Underground metal shows. And when he says ‘underground’ we’re not talking figuratively. These guys could lose their lives but they do it anyway. That’s an Earth Rocker.
“The older I get, the more I appreciate how lucky I am to be part of this phenomenon. The one thing that has allowed us to keep it going this long is that we put music above all else. Music is its own reward. If you treat it as a vehicle to something else, some destination of fame and fortune, you’ll fail. If you hold music in the regard that it should be, with reverence, respect and awe, then you’ve already arrived.”
Back in that shit hotel in snowy London, Tim is looking over his cider at me. “I tell you what I’d like to read…” he sneers.
My gravestone, I’m thinking. Maybe the back of his eyelids. Possibly the back of my eyelids after he peels the skin off my skull and wears me like a mask.
“Ginger Baker’s autobiography.”
Ginger Baker: Cream drummer, hard-rock pioneer, jazzer, fusion maverick, ex-junkie, polo player. His book is great, I tell Tim: all heroin, fist fights and car crashes. And I’ve met him. He came to the Classic Rock Awards one year and I looked after him. At one point I saw him pacing, agitated, a 20-something girlfriend/wife and a kid in tow, so I asked if I could help.
“I’m looking for somewhere to smoke!” he barked.
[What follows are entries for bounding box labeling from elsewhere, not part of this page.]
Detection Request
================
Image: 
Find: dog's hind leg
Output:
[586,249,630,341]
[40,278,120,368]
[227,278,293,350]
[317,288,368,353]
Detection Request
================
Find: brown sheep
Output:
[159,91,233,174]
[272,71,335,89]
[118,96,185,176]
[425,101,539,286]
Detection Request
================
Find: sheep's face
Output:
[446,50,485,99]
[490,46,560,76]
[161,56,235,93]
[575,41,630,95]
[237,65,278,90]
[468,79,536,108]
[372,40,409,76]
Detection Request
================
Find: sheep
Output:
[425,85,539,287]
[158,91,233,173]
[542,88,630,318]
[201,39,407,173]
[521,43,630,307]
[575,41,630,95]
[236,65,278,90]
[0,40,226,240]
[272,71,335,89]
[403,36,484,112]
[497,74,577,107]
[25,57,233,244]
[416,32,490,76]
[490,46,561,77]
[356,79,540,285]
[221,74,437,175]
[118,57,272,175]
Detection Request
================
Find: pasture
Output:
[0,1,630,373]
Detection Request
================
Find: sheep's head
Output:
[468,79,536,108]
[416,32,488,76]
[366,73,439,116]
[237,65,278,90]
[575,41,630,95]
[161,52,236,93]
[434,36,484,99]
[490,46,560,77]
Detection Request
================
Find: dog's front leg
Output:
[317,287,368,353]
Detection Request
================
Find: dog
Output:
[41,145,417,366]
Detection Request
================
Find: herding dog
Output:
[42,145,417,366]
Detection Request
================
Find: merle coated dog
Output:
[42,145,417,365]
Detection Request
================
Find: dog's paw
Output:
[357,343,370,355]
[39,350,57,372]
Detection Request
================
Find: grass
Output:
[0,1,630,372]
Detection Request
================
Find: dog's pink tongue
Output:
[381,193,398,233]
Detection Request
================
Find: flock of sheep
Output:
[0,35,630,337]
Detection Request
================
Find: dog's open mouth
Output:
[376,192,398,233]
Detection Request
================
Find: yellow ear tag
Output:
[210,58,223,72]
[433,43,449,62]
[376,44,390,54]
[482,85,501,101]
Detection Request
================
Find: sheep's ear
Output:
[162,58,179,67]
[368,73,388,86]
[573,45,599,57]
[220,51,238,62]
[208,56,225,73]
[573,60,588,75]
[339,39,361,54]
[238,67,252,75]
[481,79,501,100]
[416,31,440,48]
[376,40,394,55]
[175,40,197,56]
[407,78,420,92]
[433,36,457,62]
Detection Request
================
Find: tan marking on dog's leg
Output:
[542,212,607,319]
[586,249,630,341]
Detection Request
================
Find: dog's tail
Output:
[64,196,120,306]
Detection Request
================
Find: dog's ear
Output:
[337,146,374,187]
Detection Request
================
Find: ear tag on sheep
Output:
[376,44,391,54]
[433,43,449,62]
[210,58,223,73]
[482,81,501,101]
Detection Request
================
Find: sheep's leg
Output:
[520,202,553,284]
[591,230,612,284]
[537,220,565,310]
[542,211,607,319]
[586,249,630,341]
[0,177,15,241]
I got him to follow me to the smoking area, a hoarding built out into the alley so no-one could see the gods of rock having a fag. Ginger sparked up and relaxed and then, as soon as the fag was out, started trying all the doors around him.
“What are you looking for?” I asked him.
“Where’s the fucking toilets?”
“The closest one is down where we’ve just come from,” I told him.
He looked at me like I’d just shat in his teacup. Then he pushed the hoarding aside, unzipped and pissed out into the street like a horse.
Clutch chuckle. “If I’d heard about him doing that when he was 19, I’d have thought he was a douche,” says Neil. “But hearing it about him now, in his 70s, he sounds like a hero.”
Maybe there’s hope for us old guys yet.